Es una advertencia clara sobre la falsa eficiencia del low cost en ingeniería.
El error conceptual: confundir costo con valor
El primer problema nace desde el enfoque.
En muchos comités de decisión, la ingeniería es vista como:
- Un gasto previo
- Un requisito técnico
- Un “mal necesario” antes de ejecutar
Cuando en realidad, la ingeniería es el sistema nervioso del proyecto.
Define cómo se construye, cómo opera, cuánto dura y cuánto cuesta mantenerlo.
Reducir horas de ingeniería, perfiles senior o etapas de análisis no elimina riesgos:
solo los oculta hasta que aparecen en la fase más cara del proyecto.
El “low cost” no elimina costos, los traslada
Cuando se recorta ingeniería, el costo no desaparece.
Se desplaza.
Normalmente hacia:
- Cambios de alcance en ejecución
- Órdenes de variación no previstas
- Sobredimensionamientos reactivos
- Fallas operativas tempranas
- Mantenimientos correctivos innecesarios
He visto proyectos “baratos” en ingeniería terminar costando 20%, 30% o más en sobrecostos acumulados durante su operación inicial.
Eso no es mala suerte.
Es diseño deficiente pagando intereses.
La ingeniería barata suele ser ingeniería incompleta
Un síntoma común del enfoque low cost es la ingeniería fragmentada:
- Estudios preliminares superficiales
- Supuestos no validados en campo
- Modelos sin escenarios de estrés
- Falta de análisis de mantenibilidad y operación
Todo funciona… hasta que el sistema entra en carga real.
La buena ingeniería no solo hace que el proyecto funcione.
Hace que funcione bien, de forma consistente y predecible.
El impacto invisible: operación, mantenimiento y reputación
El mayor daño del ahorro mal entendido no aparece en el CAPEX, sino en el OPEX.
Diseños mal resueltos generan:
- Operaciones más complejas de lo necesario
- Dependencia excesiva de personal especializado
- Menor disponibilidad de activos
- Riesgos de seguridad
- Reclamos contractuales y reputacionales
Y cuando el problema estalla, nadie pregunta cuánto se ahorró en ingeniería.
La pregunta es otra: “¿Por qué no se previó?”

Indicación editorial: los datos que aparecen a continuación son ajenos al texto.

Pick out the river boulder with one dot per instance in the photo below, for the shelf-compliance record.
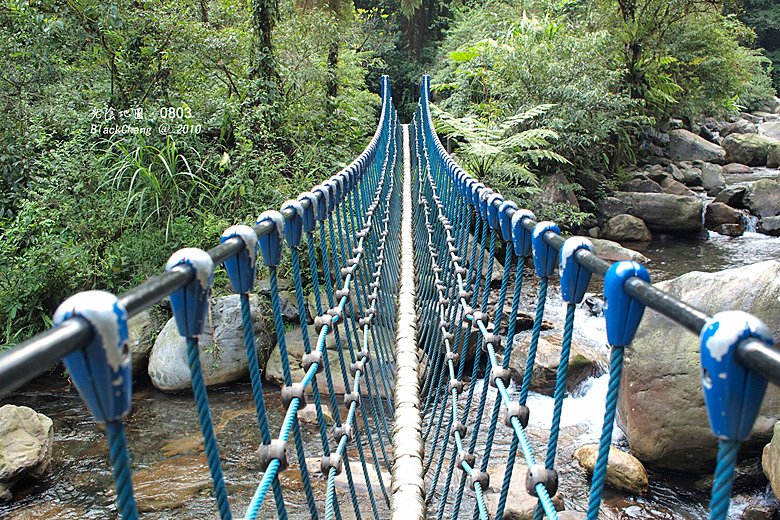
(770, 129)
(750, 149)
(719, 213)
(762, 198)
(770, 460)
(661, 406)
(740, 126)
(141, 329)
(614, 252)
(584, 362)
(222, 352)
(26, 440)
(624, 471)
(673, 187)
(712, 179)
(733, 196)
(736, 168)
(687, 146)
(664, 213)
(769, 226)
(626, 228)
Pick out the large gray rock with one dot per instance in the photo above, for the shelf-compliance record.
(584, 362)
(770, 129)
(661, 406)
(141, 329)
(642, 185)
(26, 439)
(750, 149)
(626, 228)
(733, 196)
(609, 207)
(719, 213)
(614, 252)
(740, 126)
(769, 226)
(762, 198)
(673, 187)
(624, 471)
(732, 168)
(687, 146)
(222, 352)
(554, 190)
(664, 213)
(770, 460)
(712, 179)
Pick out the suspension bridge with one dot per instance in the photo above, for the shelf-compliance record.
(406, 244)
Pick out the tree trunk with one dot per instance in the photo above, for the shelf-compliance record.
(204, 11)
(264, 14)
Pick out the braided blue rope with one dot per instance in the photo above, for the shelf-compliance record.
(531, 359)
(724, 478)
(257, 393)
(600, 470)
(207, 428)
(281, 340)
(560, 392)
(120, 462)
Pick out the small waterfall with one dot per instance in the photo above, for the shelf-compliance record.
(749, 221)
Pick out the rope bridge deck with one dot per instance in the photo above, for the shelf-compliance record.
(401, 237)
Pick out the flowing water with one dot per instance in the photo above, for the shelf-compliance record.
(164, 428)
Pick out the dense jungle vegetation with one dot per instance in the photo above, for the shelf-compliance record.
(133, 128)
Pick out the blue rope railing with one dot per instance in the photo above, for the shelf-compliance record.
(449, 204)
(352, 215)
(455, 230)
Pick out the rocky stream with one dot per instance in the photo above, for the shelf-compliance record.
(696, 206)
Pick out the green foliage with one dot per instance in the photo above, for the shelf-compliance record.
(501, 150)
(81, 210)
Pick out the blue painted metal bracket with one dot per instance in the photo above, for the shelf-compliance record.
(293, 227)
(732, 393)
(242, 267)
(190, 303)
(521, 237)
(545, 256)
(101, 371)
(574, 277)
(271, 244)
(622, 312)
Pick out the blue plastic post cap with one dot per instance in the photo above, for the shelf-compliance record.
(476, 190)
(190, 303)
(271, 243)
(309, 211)
(545, 256)
(323, 195)
(102, 370)
(732, 393)
(293, 226)
(483, 203)
(622, 312)
(575, 278)
(242, 267)
(521, 237)
(332, 189)
(505, 220)
(494, 202)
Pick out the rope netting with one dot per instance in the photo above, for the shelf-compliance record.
(404, 244)
(348, 224)
(460, 224)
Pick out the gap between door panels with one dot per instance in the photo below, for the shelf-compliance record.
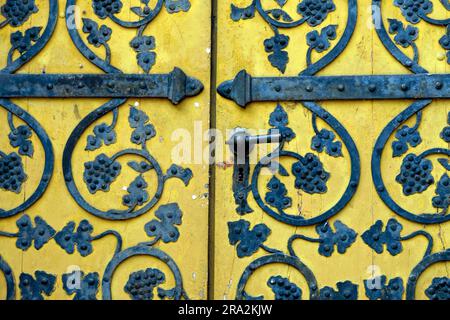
(212, 167)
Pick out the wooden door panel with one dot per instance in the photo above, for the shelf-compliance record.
(340, 256)
(153, 200)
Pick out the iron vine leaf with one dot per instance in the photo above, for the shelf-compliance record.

La verdadera eficiencia: ingeniería que piensa en el ciclo completo
La ingeniería eficiente no es la más barata.
Es la que reduce incertidumbre.
Eso implica:
- Invertir tiempo en análisis correcto
- Incorporar experiencia real, no solo software
- Diseñar considerando operación, mantenimiento y escalabilidad
- Tomar decisiones con datos, no con urgencias
Un buen diseño puede costar más al inicio, pero protege el capital, el cronograma y la reputación del proyecto.
Conclusión: lo caro no es la buena ingeniería, es la mala
Después de años trabajando con proyectos complejos, mi conclusión es clara:
La ingeniería no encarece los proyectos.
La falta de ingeniería los vuelve impredecibles.
Ahorrar donde no se debe no es eficiencia.
Es postergar el problema hasta que ya no tenga solución barata.Si este artículo te resulta familiar, probablemente no sea teoría.
Es experiencia acumulada en proyectos reales.